A Case of Vitamin D-Dependent Rickets Type 1A with a Novel Mutation in the Uzbek Population
Tarih
2016Yazar
Oruc, Cigdem
Evliyaoglu, Olcay
Bucak, Feride Tahmiscioglu
Ozcabi, Bahar
Jaferova, Sevinc
Ercan, Oya
CEYLANER, Serdar
Adrovic, Amra
Üst veri
Tüm öğe kaydını gösterÖzet
Vitamin D-dependent rickets type 1A (VDDR-1A) (Online Mendelian Inheritance in Man #264700) is a rare, autosomal recessively inherited disorder due to inactivating mutations in CYP27B1. It is characterized by early onset of rickets with hypocalcemia. We aimed to describe the clinical and laboratory findings in a VDDR-1A case and to report a novel homozygote truncating mutation NM_000785.3 c.403C>T (p.Q135*) in CYP27B1 which to our knowledge is the first described mutation in the Uzbek population. The patient was admitted with tetany at the age of 12 months. He was a healthy Uzbek boy until 9 months of age when he had a seizure due to hypocalcemia. Vitamin D treatment was given orally in Turkmenistan (no data available for dose and duration).
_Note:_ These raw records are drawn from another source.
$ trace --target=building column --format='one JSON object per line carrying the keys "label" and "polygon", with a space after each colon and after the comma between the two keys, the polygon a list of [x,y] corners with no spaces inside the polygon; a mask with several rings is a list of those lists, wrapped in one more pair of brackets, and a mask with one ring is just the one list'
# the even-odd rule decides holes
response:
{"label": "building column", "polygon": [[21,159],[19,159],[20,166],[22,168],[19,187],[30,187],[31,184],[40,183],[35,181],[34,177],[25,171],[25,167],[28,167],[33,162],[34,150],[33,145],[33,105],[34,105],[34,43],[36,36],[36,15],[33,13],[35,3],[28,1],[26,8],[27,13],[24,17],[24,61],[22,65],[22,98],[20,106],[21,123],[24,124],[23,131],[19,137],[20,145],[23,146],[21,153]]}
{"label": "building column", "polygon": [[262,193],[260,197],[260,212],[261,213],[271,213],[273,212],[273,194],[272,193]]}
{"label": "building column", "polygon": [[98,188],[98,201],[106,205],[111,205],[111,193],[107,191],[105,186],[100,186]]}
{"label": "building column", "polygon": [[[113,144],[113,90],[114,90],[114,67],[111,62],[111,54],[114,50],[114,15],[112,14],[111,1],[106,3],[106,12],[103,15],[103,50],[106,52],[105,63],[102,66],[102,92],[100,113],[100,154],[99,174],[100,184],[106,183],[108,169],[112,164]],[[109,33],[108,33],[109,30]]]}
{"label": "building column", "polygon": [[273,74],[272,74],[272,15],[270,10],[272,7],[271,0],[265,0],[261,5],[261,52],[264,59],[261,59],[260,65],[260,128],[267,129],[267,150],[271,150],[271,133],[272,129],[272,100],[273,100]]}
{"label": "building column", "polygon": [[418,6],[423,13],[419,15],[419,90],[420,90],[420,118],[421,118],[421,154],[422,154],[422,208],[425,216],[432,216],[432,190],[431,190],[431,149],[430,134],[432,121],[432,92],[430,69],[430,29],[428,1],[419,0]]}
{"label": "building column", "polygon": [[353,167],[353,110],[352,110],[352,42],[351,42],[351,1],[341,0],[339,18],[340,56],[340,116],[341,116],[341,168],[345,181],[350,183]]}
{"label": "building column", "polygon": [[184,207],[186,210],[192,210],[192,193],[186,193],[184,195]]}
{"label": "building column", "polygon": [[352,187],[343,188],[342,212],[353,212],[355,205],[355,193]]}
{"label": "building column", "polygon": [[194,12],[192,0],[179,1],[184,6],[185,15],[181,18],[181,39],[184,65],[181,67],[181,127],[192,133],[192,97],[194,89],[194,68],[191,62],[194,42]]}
The patient was the product of a consanguineous marriage. His brother had died with hypocalcemia and pneumonia. At physical examination, anthropometric measurements were within normal limits; he had caput quadratum, enlarged wrists, and carpopedal spasm. Blood calcium, phosphorus, alkaline phosphatase, and parathormone (PTH) levels were 5.9 mg/dL, 3.5 mg/dL, 987 IU/L, and 182.8 pg/mL (12-72), respectively. Radiological findings included cupping and fraying of the radial and ulnar metaphyses. Renal ultrasound revealed nephrocalcinosis (grade 1). Despite high serum PTH and 25-hydroxyvitamin D3 levels, 1,25-dihydroxyvitamin D3 level was low, suggesting a diagnosis of VDDR-1A. The patient was treated with calcium carbonate and calcitriol. DNA sequencing revealed a novel homozygous mutation of NM_000785.3 c.403C>T (p.Q135*) in CYP27B1. VDDR-1A is a rare disorder which needs to be considered even in countries where nutritional vitamin D deficiency is still common.